Currently, the Adelanto facility’s population stands at 1,650–including 1,422 males and 228 females. Of the current detainees, 1,011, or more than 60 percent, have prior criminal convictions. Last July, GEO announced a 640 bed expansion.

Kice said ICE’s leading considerations in expanding the Adelanto facility lay with ensuring the welfare of those in custody and ensuring that the agency operates efficiently and at full capacity.  

“Ultimately, the decision to seek an expansion of Adelanto was an outgrowth of those factors,” Kice explained. “Further, the expansion will ensure ICE has the flexibility to fulfill its immigration enforcement mission well into the future.”

Medical neglect and abuse widespread at facility

In its report, Abuse in Adelanto: An Investigation Into a California Town’s Immigration Jail, CIVIC found that the top three complaints among immigrant detainees in Adelanto deals with prolonged detention, medical abuse and neglect, and a lack of access to legal representation.

Moreover, the organization found that there were cases of extreme physical abuse by GEO staff that have led to serious injuries and death.
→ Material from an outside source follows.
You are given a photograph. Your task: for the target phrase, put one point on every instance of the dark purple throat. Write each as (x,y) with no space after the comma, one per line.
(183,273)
The facility’s failure to deny medical and mental health services to detainees led to the direct death of one man, Fernando Dominguez in 2012, and may have been a factor in the death of Raul Ernesto Morales-Ramos in February 2015. Dominguez died of pneumonia and Morales-Ramos of intestinal cancer.
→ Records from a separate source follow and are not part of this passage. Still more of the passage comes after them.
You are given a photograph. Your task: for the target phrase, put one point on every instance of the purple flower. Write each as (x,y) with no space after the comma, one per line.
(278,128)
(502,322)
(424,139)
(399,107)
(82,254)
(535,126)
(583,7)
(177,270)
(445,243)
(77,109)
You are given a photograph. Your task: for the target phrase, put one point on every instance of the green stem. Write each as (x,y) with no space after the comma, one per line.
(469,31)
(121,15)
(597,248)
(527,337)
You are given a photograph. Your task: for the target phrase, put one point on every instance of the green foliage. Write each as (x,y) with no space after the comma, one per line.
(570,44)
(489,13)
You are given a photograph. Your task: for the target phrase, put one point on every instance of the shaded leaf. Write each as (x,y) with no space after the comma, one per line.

The Office of Detention Oversight (ODO) wrote in its 2012 audit of the facility that in the case of Dominguez’s death that there were, “several egregious errors committed by medical staff … [and concluded that] the detainee’s death could have been prevented and that the detainee received an unacceptable level of medical care while detained.” In addition, ODO found that Adelanto failed to produce adequate information on 13 reported incidents of sexual abuse at the facility to Enforcement and Removal Operations (ERO, an entity within ICE).

Photo/CIVIC: Carlos Hidalgo, father detained at Adelanto twice has served as a jailhouse lawyer for detainees.
Photo/CIVIC: Carlos Hidalgo, father detained at Adelanto twice has served as a jailhouse lawyer for detainees.
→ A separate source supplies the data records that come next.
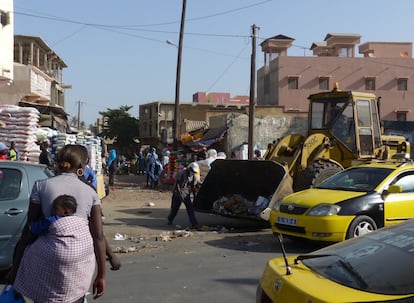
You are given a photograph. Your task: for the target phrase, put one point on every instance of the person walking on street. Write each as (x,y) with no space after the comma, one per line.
(112,165)
(150,161)
(185,184)
(13,153)
(66,273)
(45,156)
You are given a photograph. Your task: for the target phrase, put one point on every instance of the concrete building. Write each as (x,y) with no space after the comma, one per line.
(156,119)
(6,41)
(37,80)
(383,68)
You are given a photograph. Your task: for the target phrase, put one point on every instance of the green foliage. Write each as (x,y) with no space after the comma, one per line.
(121,127)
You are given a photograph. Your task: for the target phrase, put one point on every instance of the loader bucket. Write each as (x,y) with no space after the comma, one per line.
(252,180)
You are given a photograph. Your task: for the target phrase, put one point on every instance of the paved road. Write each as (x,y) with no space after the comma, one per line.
(202,266)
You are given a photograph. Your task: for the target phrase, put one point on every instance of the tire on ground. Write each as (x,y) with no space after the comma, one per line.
(315,174)
(361,225)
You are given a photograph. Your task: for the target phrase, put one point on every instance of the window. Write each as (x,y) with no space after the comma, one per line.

“For us as an organization that works directly with individuals, we have first hand cases of neglect,” Fialho said. “With medical neglect, the lack access of health care, and the physical and sexual assault, we pushed ICE not to expand the facility.”

ICE and GEO officials argue that the Adelanto Detention Center provides adequate and sufficient treatment for detainees.

ICE is committed to safeguarding the welfare of all those in the agency’s custody, including providing access to necessary and appropriate medical, mental health, and dental care,” said ICE spokesperson Virginia Kice. “Like all sites used by ICE to house immigration detainees, the Adelanto Detention Facility is subject to regular and rigorous inspections.”

Legal representation unavailable for most in facility

Due to the remoteness of the Adelanto Detention Facility, legal representation for detained immigrants is very low.

“Only about 12-percent of people at Adelanto have legal representation,” said Fialho. “Because Adelanto is so remote, it could take hours for attorneys to get there. That contributes to the isolation that people in immigration detention experience.”

As a result, detainees–the majority unable to receive access or afford legal representation–resort to “jailhouse law” for legal information. Many detainees conduct their own legal research in the law library, fill out applications, and write their own briefs. As laid out by CIVIC in their Abuse in Adelanto report, detainees are only allowed to spend an hour a day in the library, only have access to material in English, and have restricted access to copied material.

“All of the evidence to prove certain forms of relief are in their communities, with their families,” Fialho explained. “If they can’t communicate and see their families, they will not be able to come out successful in their defense. The U.S. detention system takes our treasured ideas of due process and access to counsel and basic medical care and throws it under the bus.”